Mindestens vier Menschen starben bei dem Angriff auf den von der syrischen Armee gehaltenen Westteil Aleppos – Querschläger des im vollen Umfang tobenden Krieges um den östlichen Teil der Stadt, in dem sich Rebellen verbarrikadiert haben und belagert werden. Die Armee und ihre Verbündeten haben eine Offensive gestartet. Unterstützt wird sie von Syriens wie Russlands Luftwaffe. In dem von Aufständischen gehaltenen Stadtteilen leben aber 250.000 bis 300.000 Zivilisten.

"Blutbad, Schlachterei, Gräuel"
"Hysterisch"Es ist vor allem ihr Schicksal, das zum Anlass schwerer internationaler Zerwürfnisse geworden ist. Eine Sitzung des UN-Sicherheitsrates in New York am Donnerstag führte zu keinem Ergebnis – trotz der in diplomatischen Gefilden äußerst emotionalen Zuschaltung von UN-Nothilfekoordinator Stephen O’Brien. Der schilderte plastisch die Lage im Ostteil der Stadt.
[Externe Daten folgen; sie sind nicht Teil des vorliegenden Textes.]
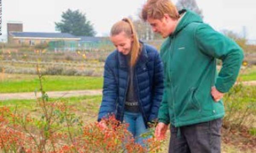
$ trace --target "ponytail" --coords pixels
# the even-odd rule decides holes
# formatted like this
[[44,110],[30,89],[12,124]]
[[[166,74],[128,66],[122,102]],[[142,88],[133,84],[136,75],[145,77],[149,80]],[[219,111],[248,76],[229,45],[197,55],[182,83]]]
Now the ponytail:
[[114,24],[111,29],[111,35],[115,36],[122,31],[124,31],[128,37],[132,38],[133,41],[131,51],[130,63],[131,66],[134,66],[140,55],[141,46],[132,22],[129,18],[124,18],[122,21]]

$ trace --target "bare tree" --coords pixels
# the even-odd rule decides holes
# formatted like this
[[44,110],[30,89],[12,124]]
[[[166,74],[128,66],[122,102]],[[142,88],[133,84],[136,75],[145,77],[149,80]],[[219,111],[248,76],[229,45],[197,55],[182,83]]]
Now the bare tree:
[[202,10],[198,8],[195,0],[179,0],[176,3],[176,7],[178,10],[184,8],[189,9],[199,14],[202,18],[204,17]]

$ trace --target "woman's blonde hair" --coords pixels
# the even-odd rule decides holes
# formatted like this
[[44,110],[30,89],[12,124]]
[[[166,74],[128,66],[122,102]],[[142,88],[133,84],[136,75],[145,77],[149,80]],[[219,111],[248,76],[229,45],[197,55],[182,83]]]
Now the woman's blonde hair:
[[124,31],[128,37],[132,38],[133,40],[131,44],[130,63],[131,66],[134,66],[139,57],[141,46],[132,22],[129,18],[124,18],[121,21],[115,23],[111,28],[111,36],[117,35],[122,31]]
[[170,0],[148,0],[141,11],[141,17],[146,21],[148,17],[160,20],[167,14],[173,19],[178,19],[180,15],[177,10]]

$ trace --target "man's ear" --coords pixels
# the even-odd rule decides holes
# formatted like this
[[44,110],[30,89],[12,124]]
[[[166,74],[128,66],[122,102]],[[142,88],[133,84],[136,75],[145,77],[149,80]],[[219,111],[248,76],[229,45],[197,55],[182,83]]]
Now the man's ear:
[[162,19],[166,20],[166,22],[168,22],[168,20],[170,19],[170,17],[168,14],[165,13],[163,14],[163,17]]

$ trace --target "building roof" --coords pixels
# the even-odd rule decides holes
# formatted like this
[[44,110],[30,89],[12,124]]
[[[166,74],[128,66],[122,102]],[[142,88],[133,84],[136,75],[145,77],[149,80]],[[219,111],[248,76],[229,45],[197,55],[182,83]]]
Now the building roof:
[[80,40],[81,38],[68,33],[55,32],[10,32],[14,38],[61,39]]
[[96,37],[83,36],[79,37],[80,42],[97,42],[102,40],[104,37]]

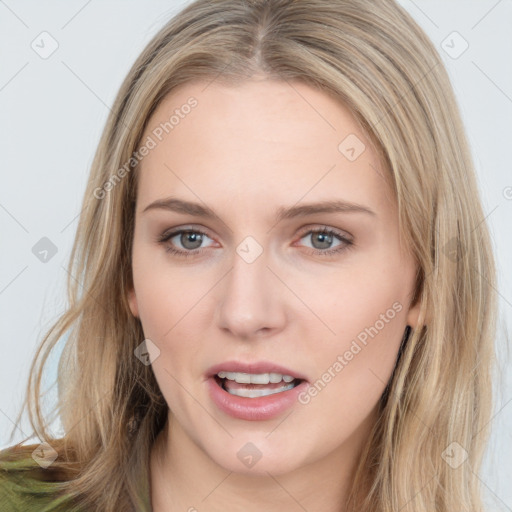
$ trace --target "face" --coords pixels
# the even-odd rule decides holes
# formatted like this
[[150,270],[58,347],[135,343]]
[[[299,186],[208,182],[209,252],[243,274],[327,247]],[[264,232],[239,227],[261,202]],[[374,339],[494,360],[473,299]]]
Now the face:
[[129,303],[174,440],[238,473],[355,459],[418,313],[388,171],[317,89],[205,86],[153,114],[137,191]]

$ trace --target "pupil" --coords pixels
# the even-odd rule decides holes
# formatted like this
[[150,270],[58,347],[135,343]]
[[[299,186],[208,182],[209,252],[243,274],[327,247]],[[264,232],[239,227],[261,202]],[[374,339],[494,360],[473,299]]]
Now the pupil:
[[315,240],[315,237],[318,237],[320,239],[320,247],[316,247],[315,243],[313,242],[313,246],[316,249],[329,249],[330,245],[332,244],[333,235],[329,233],[314,233],[313,235],[313,240]]
[[[188,242],[192,242],[192,247],[188,245]],[[182,233],[180,242],[183,244],[183,247],[186,249],[197,249],[201,246],[201,242],[203,241],[202,235],[200,233],[194,233],[192,231],[187,231]]]

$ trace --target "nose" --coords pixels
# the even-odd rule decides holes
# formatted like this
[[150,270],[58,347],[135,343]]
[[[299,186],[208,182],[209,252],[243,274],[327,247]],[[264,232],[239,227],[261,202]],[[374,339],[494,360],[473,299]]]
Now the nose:
[[217,322],[236,339],[270,336],[286,322],[284,287],[268,268],[266,251],[251,263],[238,253],[223,279],[217,302]]

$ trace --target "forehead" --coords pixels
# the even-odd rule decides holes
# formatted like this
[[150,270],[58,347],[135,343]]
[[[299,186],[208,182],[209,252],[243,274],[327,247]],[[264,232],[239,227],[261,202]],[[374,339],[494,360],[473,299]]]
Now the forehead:
[[240,207],[262,198],[389,202],[382,164],[351,111],[300,82],[181,85],[149,120],[143,144],[149,139],[141,207],[171,194],[213,204],[240,198]]

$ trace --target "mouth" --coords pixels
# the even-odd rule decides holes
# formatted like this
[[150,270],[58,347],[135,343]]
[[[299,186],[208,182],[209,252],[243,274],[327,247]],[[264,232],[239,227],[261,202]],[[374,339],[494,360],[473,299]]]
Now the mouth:
[[220,371],[213,376],[219,387],[230,395],[260,398],[283,393],[304,382],[304,379],[282,373],[242,373]]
Vor allem die Auswirkung der seit Kurzem eingesetzten Bunker-brechenden Munition auf Zivilisten, für die nun auch Keller nicht mehr sicher sind. "Blutbad, Schlachterei, Gräuel" nannte er die Angriffe. Wenn der Sicherheitsrat nicht eine 48-stündige Waffenruhe erreiche, so stehe er auf der falschen Seite der Geschichte. Es sei Zeit, so O’Brien, Namen zu nennen, Schuldige, die internationales Recht mit Füßen träten.

Dass es die zweite Sitzung des UN-Sicherheitsrates binnen eines Tages war, nannte Syriens UN-Botschafter al-Jafari indes "hysterisch". Man dürfe sich nicht in Details verlieren. Zu der Sitzung kam er nicht. Russlands UN-Botschafter schickte den zweiten Stellvertreter.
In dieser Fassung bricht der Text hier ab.